A feminist outpost in the desert.
As many rejoiced throughout the land at the dawn of Aug. 1 — a landmark day when new requirements of the Affordable Health Care Act went into effect, granting some 47 million women (about 400,000 here in Nevada) access to birth control without co-pays, preventative care, and more — some of us were also gathering for a tweet-chat hosted by the Women’s Media Center and Women’s E-News.
Stats alone from the stories are enough to make you stop in your tracks, some of which are also in this report from Amnesty International (PDF):
And the ratio of deaths (per 100,000 live births) seems to show no signs of slowing down. It jumped from 12.7 in 2007 to 16.1 a scant two years later.
Clearly, we should be alarmed. So, why is that nobody even knows about this? Women’s E-News Editor-in-Chief Rita Henley Jensen writes:
Unfortunately, observers and so-called experts say the numbers are not that high. They aren’t at “epidemic” portions. And if you compare the U.S. to Niger, then yes, the American women don’t seem to be at a high risk. But the numbers are increasing and few in the news media are flagging the fact the something is off.
And the story doesn’t end there. The usual suspects–poverty, pre-existing conditions, obesity, teen pregnancy and lack of prenatal care–are most likely NOT completely responsible for the number of women who leave hospitals in coffins rather than walking out with their newborns in their arms.
In short: Where’s the outrage?
Indeed, where is it? And I cast the sidelong glance in all directions. Do we in the prochoice movement have such tunnel-vision about protecting one part of a woman’s life experience that we have ignored another completely? And what of the anti-choice personhood police? For all their rallying to save “unborn” or “preborn” beings, where’s the anger over mothers dying at such a high rate? Surely, some of their own have fallen in that silent plight.

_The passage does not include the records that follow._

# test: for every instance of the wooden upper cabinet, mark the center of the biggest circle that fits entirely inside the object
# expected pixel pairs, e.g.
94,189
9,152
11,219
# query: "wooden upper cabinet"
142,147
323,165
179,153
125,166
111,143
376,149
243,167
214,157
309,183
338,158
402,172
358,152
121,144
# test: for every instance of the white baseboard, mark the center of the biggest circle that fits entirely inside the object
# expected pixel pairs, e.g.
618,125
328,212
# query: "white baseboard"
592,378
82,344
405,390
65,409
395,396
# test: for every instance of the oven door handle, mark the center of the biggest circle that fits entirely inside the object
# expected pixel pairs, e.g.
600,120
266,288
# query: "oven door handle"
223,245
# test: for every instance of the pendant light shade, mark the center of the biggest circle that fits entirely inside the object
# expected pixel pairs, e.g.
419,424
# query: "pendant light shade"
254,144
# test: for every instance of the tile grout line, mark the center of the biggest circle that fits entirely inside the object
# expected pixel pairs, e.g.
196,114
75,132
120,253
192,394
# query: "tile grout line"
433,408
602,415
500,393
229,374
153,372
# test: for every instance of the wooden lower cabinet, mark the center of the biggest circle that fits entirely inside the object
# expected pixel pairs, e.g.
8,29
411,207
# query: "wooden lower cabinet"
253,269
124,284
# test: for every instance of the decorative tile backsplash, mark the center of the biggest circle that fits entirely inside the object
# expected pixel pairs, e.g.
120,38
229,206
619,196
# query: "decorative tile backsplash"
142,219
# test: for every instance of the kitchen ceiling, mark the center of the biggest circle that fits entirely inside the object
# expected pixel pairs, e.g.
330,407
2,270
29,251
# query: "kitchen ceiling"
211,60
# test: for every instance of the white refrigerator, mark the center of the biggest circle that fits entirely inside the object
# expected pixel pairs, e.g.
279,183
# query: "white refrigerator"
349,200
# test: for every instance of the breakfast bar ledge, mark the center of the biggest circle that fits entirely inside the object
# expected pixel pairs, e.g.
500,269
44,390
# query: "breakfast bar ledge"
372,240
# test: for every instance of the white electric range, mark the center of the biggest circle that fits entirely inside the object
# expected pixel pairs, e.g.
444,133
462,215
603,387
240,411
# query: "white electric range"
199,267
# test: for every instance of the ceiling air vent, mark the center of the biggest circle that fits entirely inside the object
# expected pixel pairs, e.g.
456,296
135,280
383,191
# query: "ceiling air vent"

Something is askew here. I myself am a mother and I went through a very difficult labor and birthing experience. (All I’m going to say is: 37 hours.) So, I put myself on notice, too.
But I didn’t know anything about this. And I’m guessing neither did many of you. How could this be happening to this many mothers, to this many families, and we don’t hear about it?
And it’s happening right here in Nevada, lest you think this is one of those somebody-else’s-problem kind of things. According to a 2011 report (PDF) released by the Reno Gazette-Journal, Nevada has the second-highest rate of uninsured women (20.4 percent) and a maternal mortality rate higher than the national average.
So, the question is: What are we going to do about it?